Mo Abbaro (17 October 1933 – 12 March 2016), also known professionally as Mo Abdalla or Mohammed Ahmed Abdalla Abbaro, was a London-based Sudanese ceramicist and potter, who has been described by artist Oliver Bloom as "one of the world's finest ceramicists".

==Life and career==
Mohammed Ahmed Abdalla Abbaro was born in Abu Jibayha, Sudan. He graduated in Fine and Applied Arts from Khartoum Technical Institute in 1958, the following year winning a scholarship to London to study ceramics at the Central School of Arts and Crafts. He did postgraduate studies in industrial pottery design at the North Staffordshire College of Ceramics, after which he had a period of training in chemical analyses of ceramics materials at the North Staffs College of Ceramics Technology. He went back to Sudan to teach ceramics for some years, but decided to return to England in 1966 to pursue his career in Britain.

He taught ceramics at the Camden Arts Centre for more than two decades, and had many exhibitions in London—including at the Barbican Centre, the Whitechapel Gallery (as part of Africa '95), the Mall Galleries, and the Iraqi Cultural Centre—and elsewhere in the UK, as well as in the US and Sweden. His studio and showroom were in King Henry's Road, close to Primrose Hill.

He turned to writing in later life, publishing works on ceramic technique, such as Modern Ceramics—On the Interplay of Forms and Surfaces (2000), as well as on his own family history, including The History of the Abbaros of Sudan since the 15th Century (1997).

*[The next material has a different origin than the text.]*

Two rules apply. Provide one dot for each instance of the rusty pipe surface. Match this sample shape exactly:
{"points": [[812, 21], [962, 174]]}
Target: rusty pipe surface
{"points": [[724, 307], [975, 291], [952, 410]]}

His ceramics are in the collections of London's British Museum, the Institut du Monde Arabe in Paris, and the Smithsonian Museum, Washington. His work was shown in Frederique Cifuentes's 2017 exhibition Sudan: Emergence of Singularities at the P21 Gallery, London.

==Family==
He was married to Rose (née Glennie), since 1964, daughter of composer Elisabeth Lutyens and granddaughter of Sir Edwin Lutyens.

Abbaro died aged 80 in London on 12 March 2016, survived by his wife and their son and two daughters.